Des colonnes de véhicules des troupes du ministère de l'Intérieur et de la police, avec des équipements antiémeute, ont aussi été déployées en grand nombre à Minsk, notamment autour du siège du gouvernement où se trouve aussi la Commission électorale.
En parallèle, les communications sur Internet et les réseaux sociaux étaient extrêmement ralentis voire inaccessibles dimanche après-midi, alors que les autorités ont mis en garde contre toute mobilisation dans les rues à l'issue du scrutin.
"Fraudes éhontées"
Le pouvoir biélorusse a redoublé d'efforts pour enrayer l'essor de Svetlana Tikhanovskaïa, arrêtant samedi la cheffe de son QG de campagne, interpellant brièvement le même jour une autre alliée de premier plan de l'opposante et dénonçant depuis fin juillet un complot d'opposants et mercenaires russes pour mettre le pays à feu et à sang.
Mais Svetlana Tikhanovskaïa, enseignante d'anglais de formation, âgée de 37 ans, a tenu bon, bien qu'elle ait "peur tous les jours", a-t-elle confié vendredi. "Merci de votre soutien et de votre confiance (...), réveillons-nous dans un nouveau pays", a-t-elle encore lancé à ses partisans dans une vidéo postée samedi, condamnant les arrestations des derniers jours et appelant à la vigilance face aux fraudes.
Ses partisans se sont rendus aux urnes en portant des masques sanitaires et surtout des bracelets blancs, en signe de reconnaissance à la demande de Svetlana Tikhanovskaïa, qui les a également conviés à envoyer des photos de leurs bulletins afin d'organiser un comptage des votes indépendant.
La candidate affirme ne pas avoir d'illusions quant au résultat car des "fraudes éhontées" ont déjà été perpétrées selon elle au moment du vote anticipé. D'autant que le nombre des observateurs indépendants a été réduit au minimum.
Face à ces "informations inquiétantes", la France, l'Allemagne et la Pologne ont appelé à un scrutin "libre et équitable". Les résultats doivent être annoncés dans la nuit ou lundi.

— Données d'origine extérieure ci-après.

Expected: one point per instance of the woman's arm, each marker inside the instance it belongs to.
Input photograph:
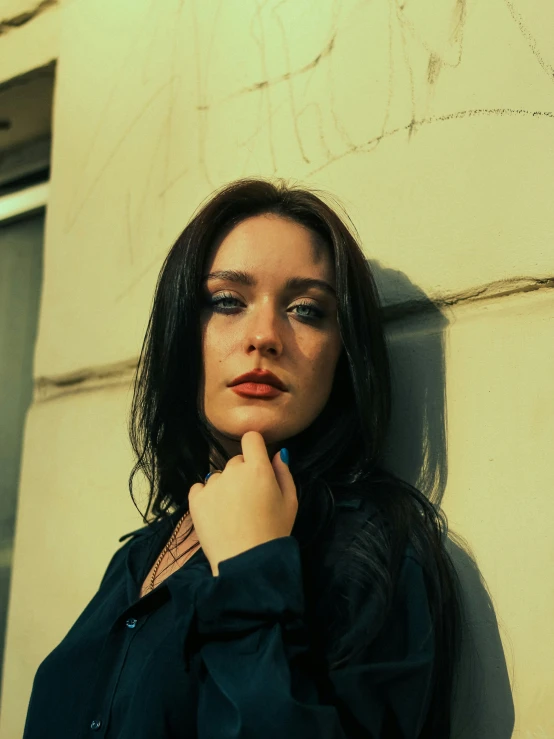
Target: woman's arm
(256, 676)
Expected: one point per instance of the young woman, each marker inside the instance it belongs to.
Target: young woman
(306, 595)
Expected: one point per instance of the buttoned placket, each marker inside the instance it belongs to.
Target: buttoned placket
(124, 630)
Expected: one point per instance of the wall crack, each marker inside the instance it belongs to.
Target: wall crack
(123, 373)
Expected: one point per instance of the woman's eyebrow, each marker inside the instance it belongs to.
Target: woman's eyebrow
(293, 283)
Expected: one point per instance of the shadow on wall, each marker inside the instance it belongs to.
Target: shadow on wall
(417, 452)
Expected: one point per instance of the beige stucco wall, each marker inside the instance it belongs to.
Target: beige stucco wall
(434, 126)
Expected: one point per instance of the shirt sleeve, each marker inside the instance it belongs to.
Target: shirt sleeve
(257, 678)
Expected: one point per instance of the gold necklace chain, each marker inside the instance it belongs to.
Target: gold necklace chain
(164, 550)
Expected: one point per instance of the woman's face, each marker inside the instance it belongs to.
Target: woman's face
(264, 325)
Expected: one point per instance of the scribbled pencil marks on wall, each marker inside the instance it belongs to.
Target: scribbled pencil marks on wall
(282, 87)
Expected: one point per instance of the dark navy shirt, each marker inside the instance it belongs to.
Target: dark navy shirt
(229, 657)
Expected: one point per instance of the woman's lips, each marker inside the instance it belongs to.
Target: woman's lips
(256, 390)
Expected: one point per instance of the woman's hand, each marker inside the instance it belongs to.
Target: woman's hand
(253, 500)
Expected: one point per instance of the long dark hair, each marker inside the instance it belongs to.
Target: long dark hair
(340, 452)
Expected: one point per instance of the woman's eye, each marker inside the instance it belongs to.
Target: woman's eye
(316, 313)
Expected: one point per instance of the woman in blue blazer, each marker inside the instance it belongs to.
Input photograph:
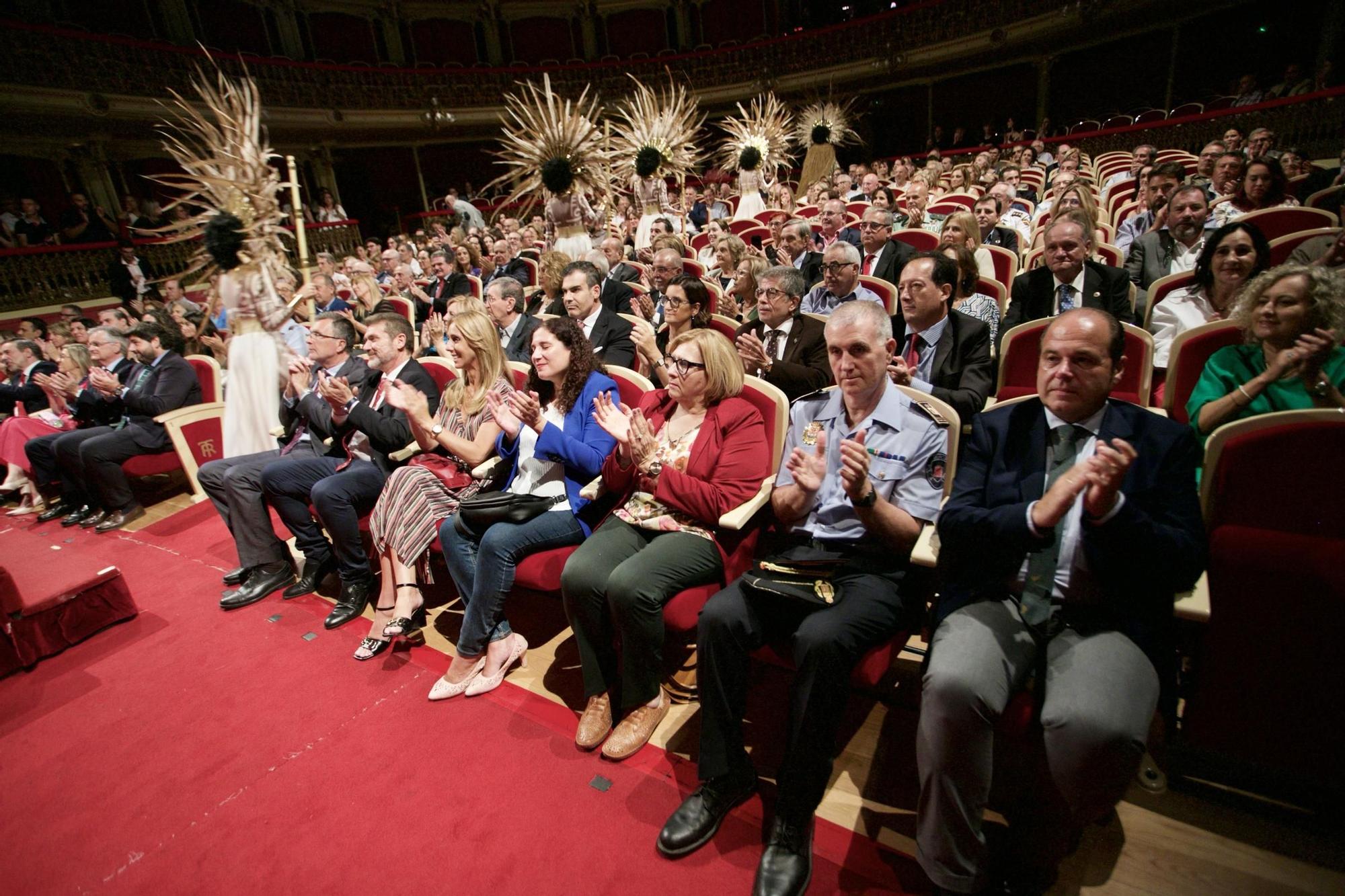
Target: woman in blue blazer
(555, 447)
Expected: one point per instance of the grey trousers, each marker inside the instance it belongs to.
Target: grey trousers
(235, 487)
(1101, 693)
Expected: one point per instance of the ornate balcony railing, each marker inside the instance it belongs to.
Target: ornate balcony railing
(54, 275)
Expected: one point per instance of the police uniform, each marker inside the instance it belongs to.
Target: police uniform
(907, 452)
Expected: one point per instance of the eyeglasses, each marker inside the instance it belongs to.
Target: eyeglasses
(683, 365)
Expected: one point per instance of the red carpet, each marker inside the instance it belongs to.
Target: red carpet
(190, 751)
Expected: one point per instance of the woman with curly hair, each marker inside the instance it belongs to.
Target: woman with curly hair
(1292, 318)
(555, 447)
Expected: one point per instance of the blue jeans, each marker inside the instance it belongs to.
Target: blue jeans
(485, 571)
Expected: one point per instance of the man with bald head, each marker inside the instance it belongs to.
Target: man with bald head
(1073, 522)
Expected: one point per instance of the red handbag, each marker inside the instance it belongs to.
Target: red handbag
(447, 470)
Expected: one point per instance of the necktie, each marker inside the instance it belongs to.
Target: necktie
(1067, 298)
(1042, 565)
(914, 353)
(773, 345)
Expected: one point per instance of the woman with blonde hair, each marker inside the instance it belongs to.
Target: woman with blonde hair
(418, 497)
(961, 229)
(689, 454)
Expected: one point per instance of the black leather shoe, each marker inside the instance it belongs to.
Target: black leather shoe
(314, 575)
(237, 576)
(263, 581)
(700, 815)
(116, 520)
(350, 604)
(786, 865)
(79, 516)
(60, 509)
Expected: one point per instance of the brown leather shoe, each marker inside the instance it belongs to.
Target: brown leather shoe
(120, 518)
(595, 723)
(636, 729)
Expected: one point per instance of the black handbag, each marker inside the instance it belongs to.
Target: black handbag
(479, 513)
(800, 573)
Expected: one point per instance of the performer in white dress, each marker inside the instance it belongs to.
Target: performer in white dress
(232, 186)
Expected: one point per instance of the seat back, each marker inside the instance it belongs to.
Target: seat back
(630, 385)
(209, 376)
(1187, 361)
(887, 291)
(440, 370)
(1163, 288)
(1286, 220)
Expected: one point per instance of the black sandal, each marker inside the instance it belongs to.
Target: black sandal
(407, 626)
(375, 645)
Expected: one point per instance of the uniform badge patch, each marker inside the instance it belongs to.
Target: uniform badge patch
(935, 470)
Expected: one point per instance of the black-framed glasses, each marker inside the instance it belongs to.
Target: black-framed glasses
(683, 365)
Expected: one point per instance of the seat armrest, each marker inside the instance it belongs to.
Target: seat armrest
(740, 516)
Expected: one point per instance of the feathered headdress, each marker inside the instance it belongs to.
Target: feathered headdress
(229, 182)
(656, 132)
(827, 123)
(759, 136)
(553, 145)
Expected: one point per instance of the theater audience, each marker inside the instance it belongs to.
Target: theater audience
(344, 483)
(235, 485)
(839, 493)
(93, 486)
(966, 298)
(688, 307)
(1264, 186)
(1056, 498)
(555, 447)
(1293, 318)
(1233, 255)
(459, 436)
(942, 353)
(688, 455)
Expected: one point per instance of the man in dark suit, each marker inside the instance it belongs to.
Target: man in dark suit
(1073, 524)
(615, 252)
(506, 266)
(91, 459)
(235, 483)
(108, 349)
(582, 288)
(786, 349)
(988, 213)
(944, 353)
(1070, 279)
(345, 483)
(882, 256)
(796, 251)
(24, 358)
(504, 299)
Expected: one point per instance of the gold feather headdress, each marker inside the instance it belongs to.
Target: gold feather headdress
(227, 163)
(827, 123)
(648, 123)
(552, 145)
(765, 127)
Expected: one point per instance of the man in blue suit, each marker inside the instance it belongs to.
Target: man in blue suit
(1073, 524)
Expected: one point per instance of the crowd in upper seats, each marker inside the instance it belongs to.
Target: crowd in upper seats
(1052, 501)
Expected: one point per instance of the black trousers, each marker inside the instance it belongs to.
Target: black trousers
(91, 467)
(825, 646)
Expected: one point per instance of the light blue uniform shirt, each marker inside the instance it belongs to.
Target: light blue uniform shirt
(907, 458)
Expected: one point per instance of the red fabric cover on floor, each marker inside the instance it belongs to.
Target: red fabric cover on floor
(213, 752)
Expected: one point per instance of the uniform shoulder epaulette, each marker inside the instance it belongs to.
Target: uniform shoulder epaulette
(931, 412)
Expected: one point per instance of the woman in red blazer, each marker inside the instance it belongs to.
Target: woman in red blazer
(684, 458)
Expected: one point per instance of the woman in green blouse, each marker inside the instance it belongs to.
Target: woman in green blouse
(1293, 318)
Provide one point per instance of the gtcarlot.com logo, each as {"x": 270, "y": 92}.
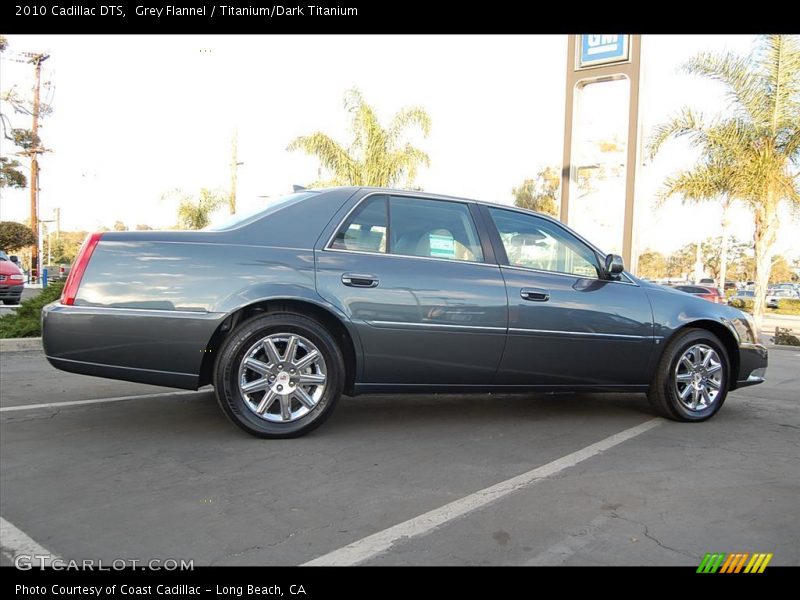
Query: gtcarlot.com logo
{"x": 737, "y": 562}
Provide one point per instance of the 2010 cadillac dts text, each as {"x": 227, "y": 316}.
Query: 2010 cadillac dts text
{"x": 354, "y": 290}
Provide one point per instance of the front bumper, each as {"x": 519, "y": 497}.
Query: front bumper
{"x": 752, "y": 364}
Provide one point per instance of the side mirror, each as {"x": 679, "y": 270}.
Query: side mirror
{"x": 614, "y": 265}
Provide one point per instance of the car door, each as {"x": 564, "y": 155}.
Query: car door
{"x": 420, "y": 286}
{"x": 567, "y": 325}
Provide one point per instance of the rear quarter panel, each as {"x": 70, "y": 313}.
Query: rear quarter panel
{"x": 149, "y": 302}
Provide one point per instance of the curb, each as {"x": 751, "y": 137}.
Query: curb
{"x": 20, "y": 344}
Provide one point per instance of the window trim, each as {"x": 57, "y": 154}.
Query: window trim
{"x": 502, "y": 256}
{"x": 346, "y": 218}
{"x": 388, "y": 194}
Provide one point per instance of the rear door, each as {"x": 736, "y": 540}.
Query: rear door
{"x": 421, "y": 287}
{"x": 567, "y": 326}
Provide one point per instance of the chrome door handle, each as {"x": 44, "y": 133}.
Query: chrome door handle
{"x": 534, "y": 294}
{"x": 360, "y": 280}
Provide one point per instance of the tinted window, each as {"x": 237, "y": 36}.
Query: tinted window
{"x": 365, "y": 229}
{"x": 536, "y": 243}
{"x": 433, "y": 229}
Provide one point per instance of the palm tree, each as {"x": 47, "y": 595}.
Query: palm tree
{"x": 196, "y": 213}
{"x": 376, "y": 156}
{"x": 751, "y": 153}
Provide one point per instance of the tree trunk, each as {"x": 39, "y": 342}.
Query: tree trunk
{"x": 764, "y": 238}
{"x": 723, "y": 253}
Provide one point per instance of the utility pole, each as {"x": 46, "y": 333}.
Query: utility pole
{"x": 35, "y": 150}
{"x": 234, "y": 171}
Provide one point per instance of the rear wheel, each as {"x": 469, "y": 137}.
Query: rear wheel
{"x": 691, "y": 381}
{"x": 279, "y": 375}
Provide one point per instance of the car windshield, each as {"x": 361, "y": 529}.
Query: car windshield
{"x": 271, "y": 205}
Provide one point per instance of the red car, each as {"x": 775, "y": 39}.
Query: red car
{"x": 11, "y": 280}
{"x": 707, "y": 292}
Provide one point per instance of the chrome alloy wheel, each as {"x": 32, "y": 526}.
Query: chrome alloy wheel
{"x": 699, "y": 377}
{"x": 282, "y": 377}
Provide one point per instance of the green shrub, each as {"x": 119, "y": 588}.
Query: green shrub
{"x": 745, "y": 304}
{"x": 26, "y": 321}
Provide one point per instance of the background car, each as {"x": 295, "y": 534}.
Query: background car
{"x": 775, "y": 295}
{"x": 12, "y": 280}
{"x": 707, "y": 292}
{"x": 364, "y": 290}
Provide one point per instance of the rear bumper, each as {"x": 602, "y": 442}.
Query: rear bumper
{"x": 159, "y": 347}
{"x": 8, "y": 292}
{"x": 752, "y": 364}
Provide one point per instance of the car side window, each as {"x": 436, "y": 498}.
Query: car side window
{"x": 433, "y": 229}
{"x": 536, "y": 243}
{"x": 365, "y": 229}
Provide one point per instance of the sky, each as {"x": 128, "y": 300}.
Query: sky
{"x": 137, "y": 116}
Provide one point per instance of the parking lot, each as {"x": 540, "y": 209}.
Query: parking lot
{"x": 396, "y": 479}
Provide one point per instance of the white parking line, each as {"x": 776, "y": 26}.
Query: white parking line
{"x": 98, "y": 400}
{"x": 15, "y": 542}
{"x": 378, "y": 543}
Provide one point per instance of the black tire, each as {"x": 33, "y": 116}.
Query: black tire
{"x": 233, "y": 351}
{"x": 663, "y": 393}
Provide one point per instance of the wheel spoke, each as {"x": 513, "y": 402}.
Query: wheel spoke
{"x": 312, "y": 379}
{"x": 696, "y": 359}
{"x": 286, "y": 411}
{"x": 291, "y": 349}
{"x": 283, "y": 387}
{"x": 304, "y": 398}
{"x": 271, "y": 351}
{"x": 256, "y": 385}
{"x": 257, "y": 366}
{"x": 706, "y": 396}
{"x": 307, "y": 360}
{"x": 266, "y": 402}
{"x": 695, "y": 397}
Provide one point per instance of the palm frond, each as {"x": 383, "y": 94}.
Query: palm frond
{"x": 687, "y": 122}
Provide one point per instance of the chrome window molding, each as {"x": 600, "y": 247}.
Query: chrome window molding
{"x": 584, "y": 333}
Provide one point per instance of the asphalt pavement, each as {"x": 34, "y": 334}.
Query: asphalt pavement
{"x": 464, "y": 479}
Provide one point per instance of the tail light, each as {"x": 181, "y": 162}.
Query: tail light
{"x": 76, "y": 273}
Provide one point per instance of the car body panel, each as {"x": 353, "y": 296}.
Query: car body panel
{"x": 590, "y": 332}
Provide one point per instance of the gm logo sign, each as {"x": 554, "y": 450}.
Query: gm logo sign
{"x": 736, "y": 562}
{"x": 601, "y": 49}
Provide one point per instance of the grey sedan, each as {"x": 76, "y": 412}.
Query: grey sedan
{"x": 361, "y": 290}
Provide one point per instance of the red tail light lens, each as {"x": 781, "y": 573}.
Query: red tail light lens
{"x": 76, "y": 273}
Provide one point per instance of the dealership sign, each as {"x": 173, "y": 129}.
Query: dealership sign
{"x": 596, "y": 49}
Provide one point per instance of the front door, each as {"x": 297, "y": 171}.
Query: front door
{"x": 567, "y": 325}
{"x": 411, "y": 273}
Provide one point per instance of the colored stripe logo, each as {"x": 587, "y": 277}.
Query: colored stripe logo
{"x": 736, "y": 562}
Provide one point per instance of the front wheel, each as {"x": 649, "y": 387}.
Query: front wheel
{"x": 692, "y": 378}
{"x": 279, "y": 375}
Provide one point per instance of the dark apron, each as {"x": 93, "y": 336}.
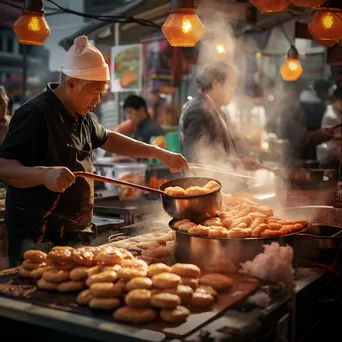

Des manifestations de détracteurs du pouvoir ne sont pas à exclure, si l'opposition juge le scrutin falsifié. De son côté, Alexandre Loukachenko a clairement laissé entendre qu'il n'hésiterait pas à les disperser. Le procureur général Alexandre Koniouk a pour sa part demandé aux électeurs d'être "raisonnables" et de ne pas participer à des manifestations non autorisées.
Trois femmes face à Alexandre Loukachenko
Avant l'émergence surprise de Svetlana Tikhanovskaïa, Alexandre Loukachenko, un ex-directeur de sovkhoze de 65 ans, a éliminé ses principaux concurrents au printemps et au début de l'été : deux d'entre eux sont incarcérés, un troisième s'est exilé. Trois autres candidats sont en lice, mais aucun n'a su mobiliser.
Svetlana Tikhanovskaïa se présente, elle, comme une "femme ordinaire, une mère et une épouse" qui a remplacé au pied levé son mari, Sergueï Tikhanovski, un blogueur incarcéré en mai alors qu'il faisait campagne.
Qualifiée de "pauvre nana" par Alexandre Loukachenko, elle a su mobiliser alors même que la Biélorussie n'a jamais pu voir émerger d'opposition unie et structurée.
Pour cela, elle s'est alliée à deux autres femmes : Veronika Tsepkalo, la compagne d'un opposant en exil, et Maria Kolesnikova, la directrice de campagne de Viktor Babaryko, un ancien banquier emprisonné alors qu'il souhaitait se présenter.
En cas de victoire, elle a promis de ne rester au pouvoir que le temps de libérer "les prisonniers politiques", organiser une réforme constitutionnelle et de nouvelles élections.